Vanderbilt Cryo Electron Microscopy Facility


The V-CEM facility provides expertise and resources for the structural analysis of biological molecules using single particle analysis, tomography, and two-dimensional (2D) crystallization. The facility houses high-resolution transmission electron microscopes (TEMs) and cameras needed to collect data for single particle analysis and tomography.

The facility houses a 300 kV FEI Polara equipped with a Gatan K2 Summit Direct Electron Detector (DED) camera, a 200 kV FEI F20 equipped with a Gatan Ultrascan 4K x 4K CCD, two FEI vitrobots (mark II\III), and the accompanying instrumentation needed for both negative stain and cryo-EM analysis.
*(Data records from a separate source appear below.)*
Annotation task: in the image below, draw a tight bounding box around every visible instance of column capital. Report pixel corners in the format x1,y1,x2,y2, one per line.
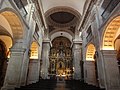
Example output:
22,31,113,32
43,39,52,47
101,50,117,55
10,48,26,52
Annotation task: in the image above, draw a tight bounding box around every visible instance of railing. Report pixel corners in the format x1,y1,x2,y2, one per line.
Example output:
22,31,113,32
14,0,28,16
101,0,120,19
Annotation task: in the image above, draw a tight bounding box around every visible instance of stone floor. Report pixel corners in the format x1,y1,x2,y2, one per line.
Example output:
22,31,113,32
15,80,105,90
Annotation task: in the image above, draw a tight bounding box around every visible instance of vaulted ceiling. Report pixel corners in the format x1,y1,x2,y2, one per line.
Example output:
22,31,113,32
41,0,86,41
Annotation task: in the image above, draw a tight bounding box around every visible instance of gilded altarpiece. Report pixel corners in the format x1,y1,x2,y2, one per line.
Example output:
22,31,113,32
49,37,73,78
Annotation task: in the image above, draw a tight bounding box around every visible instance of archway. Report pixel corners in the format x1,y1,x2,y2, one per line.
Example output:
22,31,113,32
0,9,23,44
102,16,120,71
84,43,98,86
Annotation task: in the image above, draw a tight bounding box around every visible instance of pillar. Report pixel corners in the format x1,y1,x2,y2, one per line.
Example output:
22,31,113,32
84,60,96,85
72,43,81,80
101,50,120,90
27,59,40,85
1,48,25,90
20,50,29,86
41,41,50,79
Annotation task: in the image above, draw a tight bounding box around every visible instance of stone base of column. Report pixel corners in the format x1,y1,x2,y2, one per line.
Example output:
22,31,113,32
1,85,16,90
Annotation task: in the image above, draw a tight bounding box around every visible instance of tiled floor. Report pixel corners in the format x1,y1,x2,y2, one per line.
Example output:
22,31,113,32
15,80,105,90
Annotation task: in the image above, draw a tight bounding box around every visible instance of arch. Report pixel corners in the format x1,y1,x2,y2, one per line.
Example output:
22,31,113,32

Biological samples are prepared for Molecular EM using either negative stain or vitrification (i.e. cryo-EM). For negative stain EM, the sample is embedded in a layer of dried heavy metal solution. For cryo-EM, the sample is suspended across a holey carbon grid and then rapidly plunged into cryogen, trapping the molecules in a thin layer of vitrified ice composed of the purification buffer. Negative stain provides high-contrast structural information mainly of the outer envelope of a molecule, while cryo-EM allows for the structural determination of near-atomic to atomic resolution 3D structures.

Resolution range
Nobel prize 2017 Cryo-EM

Mission Statement

The goal of V-CEM is to make molecular EM accessible to all interested researchers at Vanderbilt. Molecular-EM is one of the fastest developing, cutting-edge structural techniques for exploring the organization of biological macromolecules. The unique strength of molecular EM is its versatility. Structures determined using molecular EM can span resolution ranges from very low- to atomic-levels (>30–1.8Å) and do not require crystalline samples for analysis.

In pursuit of its goal, the V-CEM enables molecular EM training and outreach by

  • 1. Providing extensive training to new users.
  • 2. Providing advice and support ranging from specimen preparation, data collection and image processing, computational image analysis, and structure determination.